STAFF ED: Thanks Obama, for real this time
February 16, 2017
Dear President Obama,
We want to thank you for the eight years you have dedicated to this country.
Thank you for signing the Affordable Care Act, covering 20 million uninsured Americans; authorizing the raid that killed Osama bin Laden, eliminating the person who was responsible for thousands of American lives lost in New York and Washington D.C; remedying the tension between the U.S. and Cuba, healing the wounds of the cold war; cutting the unemployment rate in half from 10.1% to 4.9%, creating 9.3 million more jobs for Americans; signing a momentous deal with other world leaders, preventing Iran from developing nuclear weapons; joining the Paris Agreement, limiting greenhouse gas emissions and preserving our planet.
Back in 2008, many questioned your presence and potential as an African American man. However, throughout your presidency, you gained momentum and proved to make an impact that would resonate with us in the days, months, and years to come. In the past eight years, you fought with persistence, honor, and grace to keep this nation from turning back the clock on what this country has expensed innumerable lives and fought for.
In your eight years, you inspired us to dream beyond society’s limitations. You proved to us that no matter what race, political affiliation, religious identity, or upbringing that anything and everything is possible.

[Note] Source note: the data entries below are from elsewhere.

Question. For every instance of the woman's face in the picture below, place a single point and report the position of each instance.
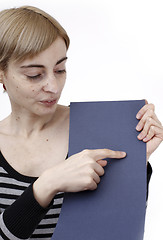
(35, 84)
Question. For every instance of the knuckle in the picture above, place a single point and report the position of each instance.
(149, 119)
(85, 151)
(89, 182)
(152, 106)
(152, 128)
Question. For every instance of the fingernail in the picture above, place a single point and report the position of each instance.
(123, 154)
(140, 135)
(138, 115)
(138, 127)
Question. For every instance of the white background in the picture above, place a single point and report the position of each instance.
(116, 53)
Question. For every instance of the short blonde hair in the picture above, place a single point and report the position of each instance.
(25, 32)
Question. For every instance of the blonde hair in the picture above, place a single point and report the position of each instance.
(25, 32)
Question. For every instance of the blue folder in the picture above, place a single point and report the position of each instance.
(116, 209)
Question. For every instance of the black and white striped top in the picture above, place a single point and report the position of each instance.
(21, 217)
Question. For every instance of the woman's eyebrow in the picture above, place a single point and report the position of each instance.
(61, 60)
(42, 66)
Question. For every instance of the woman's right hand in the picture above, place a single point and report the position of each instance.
(81, 171)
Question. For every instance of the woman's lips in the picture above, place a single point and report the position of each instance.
(48, 103)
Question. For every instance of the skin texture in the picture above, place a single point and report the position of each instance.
(34, 122)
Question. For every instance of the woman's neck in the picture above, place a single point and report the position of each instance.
(28, 124)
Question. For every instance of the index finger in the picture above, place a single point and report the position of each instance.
(98, 154)
(143, 110)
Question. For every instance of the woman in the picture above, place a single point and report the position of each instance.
(34, 137)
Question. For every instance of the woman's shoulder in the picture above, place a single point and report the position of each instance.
(64, 111)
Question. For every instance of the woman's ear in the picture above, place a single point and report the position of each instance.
(2, 80)
(1, 76)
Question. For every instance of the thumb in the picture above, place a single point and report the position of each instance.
(103, 163)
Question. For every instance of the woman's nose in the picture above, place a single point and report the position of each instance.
(51, 85)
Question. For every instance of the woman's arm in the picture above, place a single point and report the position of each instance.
(81, 171)
(20, 219)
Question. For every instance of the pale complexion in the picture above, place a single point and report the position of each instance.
(34, 138)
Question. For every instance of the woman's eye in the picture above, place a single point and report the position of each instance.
(60, 71)
(34, 76)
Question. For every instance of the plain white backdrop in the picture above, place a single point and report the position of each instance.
(116, 53)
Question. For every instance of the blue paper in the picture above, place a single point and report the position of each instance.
(116, 209)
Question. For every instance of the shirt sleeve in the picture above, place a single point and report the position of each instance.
(149, 174)
(20, 219)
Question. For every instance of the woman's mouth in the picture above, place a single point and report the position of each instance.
(49, 103)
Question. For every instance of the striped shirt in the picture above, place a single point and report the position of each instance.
(21, 217)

You broke down the barriers between classes, races, sexualities and genders.
We heard you fight for women’s rights and you did, expanding funding for the Violence Against Women Act. We heard you fight for LGBT rights and you did, being the first sitting president to openly support gay marriage.

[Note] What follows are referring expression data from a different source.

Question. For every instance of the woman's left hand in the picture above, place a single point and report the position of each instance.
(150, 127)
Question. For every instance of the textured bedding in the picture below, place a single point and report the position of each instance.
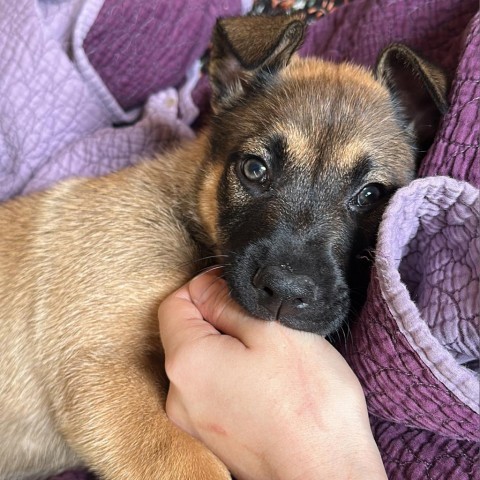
(91, 86)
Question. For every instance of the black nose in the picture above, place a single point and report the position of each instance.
(282, 291)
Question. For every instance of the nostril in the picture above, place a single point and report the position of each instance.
(299, 303)
(268, 291)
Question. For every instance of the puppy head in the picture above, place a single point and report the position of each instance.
(304, 157)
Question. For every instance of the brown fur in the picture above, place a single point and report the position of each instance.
(85, 265)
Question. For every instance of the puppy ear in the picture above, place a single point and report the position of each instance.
(418, 89)
(246, 47)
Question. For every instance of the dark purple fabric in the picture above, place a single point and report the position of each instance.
(140, 47)
(423, 430)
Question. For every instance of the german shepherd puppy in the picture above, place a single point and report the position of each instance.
(285, 187)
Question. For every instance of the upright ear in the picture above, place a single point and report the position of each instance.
(418, 89)
(245, 47)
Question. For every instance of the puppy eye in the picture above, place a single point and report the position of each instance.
(369, 195)
(254, 170)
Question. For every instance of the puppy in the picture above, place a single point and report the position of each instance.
(285, 187)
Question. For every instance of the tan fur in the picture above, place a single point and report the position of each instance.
(84, 268)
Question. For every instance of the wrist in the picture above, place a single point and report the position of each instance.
(359, 460)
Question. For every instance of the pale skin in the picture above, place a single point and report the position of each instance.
(272, 403)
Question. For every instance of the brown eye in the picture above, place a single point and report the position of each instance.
(369, 195)
(254, 169)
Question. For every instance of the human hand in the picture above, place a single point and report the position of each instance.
(271, 402)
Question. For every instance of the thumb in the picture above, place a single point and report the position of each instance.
(180, 322)
(210, 295)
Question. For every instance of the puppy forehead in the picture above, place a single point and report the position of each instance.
(330, 114)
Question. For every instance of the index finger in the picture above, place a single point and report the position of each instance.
(180, 321)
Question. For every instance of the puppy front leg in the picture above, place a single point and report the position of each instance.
(113, 416)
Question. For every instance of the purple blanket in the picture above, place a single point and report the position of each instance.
(70, 71)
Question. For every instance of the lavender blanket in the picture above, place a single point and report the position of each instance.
(90, 86)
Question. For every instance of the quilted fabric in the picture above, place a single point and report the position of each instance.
(62, 96)
(421, 318)
(57, 117)
(146, 66)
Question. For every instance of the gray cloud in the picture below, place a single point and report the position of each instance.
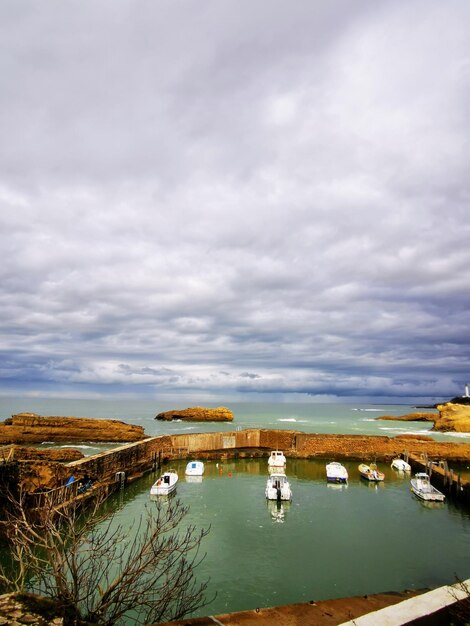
(232, 197)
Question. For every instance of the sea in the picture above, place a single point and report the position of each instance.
(331, 541)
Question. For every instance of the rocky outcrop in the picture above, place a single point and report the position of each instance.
(33, 428)
(61, 455)
(451, 418)
(198, 414)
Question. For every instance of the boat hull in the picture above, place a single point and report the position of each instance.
(422, 488)
(165, 485)
(336, 473)
(370, 473)
(278, 488)
(276, 459)
(194, 468)
(401, 465)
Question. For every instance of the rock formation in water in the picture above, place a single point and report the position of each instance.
(198, 414)
(33, 428)
(452, 417)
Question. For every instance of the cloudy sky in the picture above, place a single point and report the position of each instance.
(235, 198)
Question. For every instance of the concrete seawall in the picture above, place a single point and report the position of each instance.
(115, 467)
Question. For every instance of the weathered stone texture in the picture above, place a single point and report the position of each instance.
(450, 418)
(33, 428)
(197, 414)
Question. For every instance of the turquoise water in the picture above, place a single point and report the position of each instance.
(330, 541)
(309, 417)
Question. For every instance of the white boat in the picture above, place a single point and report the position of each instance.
(421, 487)
(194, 468)
(336, 473)
(370, 472)
(165, 485)
(401, 465)
(278, 487)
(276, 459)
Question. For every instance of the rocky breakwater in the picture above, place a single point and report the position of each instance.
(198, 414)
(32, 428)
(453, 416)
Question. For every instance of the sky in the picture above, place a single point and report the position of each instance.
(235, 198)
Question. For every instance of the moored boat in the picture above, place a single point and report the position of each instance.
(370, 472)
(194, 468)
(165, 485)
(278, 487)
(276, 459)
(422, 488)
(336, 473)
(401, 465)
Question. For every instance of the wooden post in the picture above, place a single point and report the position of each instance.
(446, 473)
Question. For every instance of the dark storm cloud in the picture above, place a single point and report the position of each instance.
(233, 196)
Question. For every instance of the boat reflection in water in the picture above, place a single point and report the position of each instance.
(278, 510)
(337, 486)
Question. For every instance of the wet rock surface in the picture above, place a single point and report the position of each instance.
(32, 428)
(451, 417)
(198, 414)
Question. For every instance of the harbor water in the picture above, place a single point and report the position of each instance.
(331, 541)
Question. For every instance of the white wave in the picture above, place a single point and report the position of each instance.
(375, 410)
(292, 419)
(402, 431)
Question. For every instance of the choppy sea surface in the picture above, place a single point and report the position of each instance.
(329, 542)
(355, 418)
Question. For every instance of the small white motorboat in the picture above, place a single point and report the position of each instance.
(278, 487)
(165, 485)
(194, 468)
(421, 487)
(336, 473)
(401, 465)
(370, 472)
(276, 459)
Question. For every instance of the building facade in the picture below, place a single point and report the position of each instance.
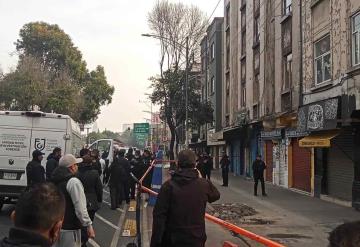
(211, 88)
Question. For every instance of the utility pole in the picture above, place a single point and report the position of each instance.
(186, 94)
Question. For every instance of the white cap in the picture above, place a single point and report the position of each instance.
(69, 160)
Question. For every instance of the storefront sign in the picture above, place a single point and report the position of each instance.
(274, 134)
(289, 133)
(321, 115)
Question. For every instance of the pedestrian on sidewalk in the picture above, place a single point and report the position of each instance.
(44, 204)
(35, 172)
(225, 164)
(179, 213)
(93, 189)
(208, 165)
(76, 214)
(137, 166)
(116, 173)
(52, 162)
(258, 170)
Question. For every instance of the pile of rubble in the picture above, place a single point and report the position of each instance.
(232, 212)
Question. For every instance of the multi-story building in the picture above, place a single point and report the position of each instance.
(211, 86)
(331, 103)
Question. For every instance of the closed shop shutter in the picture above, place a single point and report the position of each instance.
(301, 166)
(340, 174)
(269, 160)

You stood for all of us: the environment, the auto industry, the Native Americans, the veterans, the immigrants and their children, the Muslims, the medical industry, the 9/11 families.
Many forget the high unemployment and uncertainty of our country in 2008, the worst economic period since the Great Depression. However, you were the epitome of what our country needed most at that time, after our country had lost its prestige across the world.
You came to us with genuine hope.
Hope that would make America great again.
Your hope was mocked then, but no one remembers how desperately it was needed then.
How much we need it now with our new President.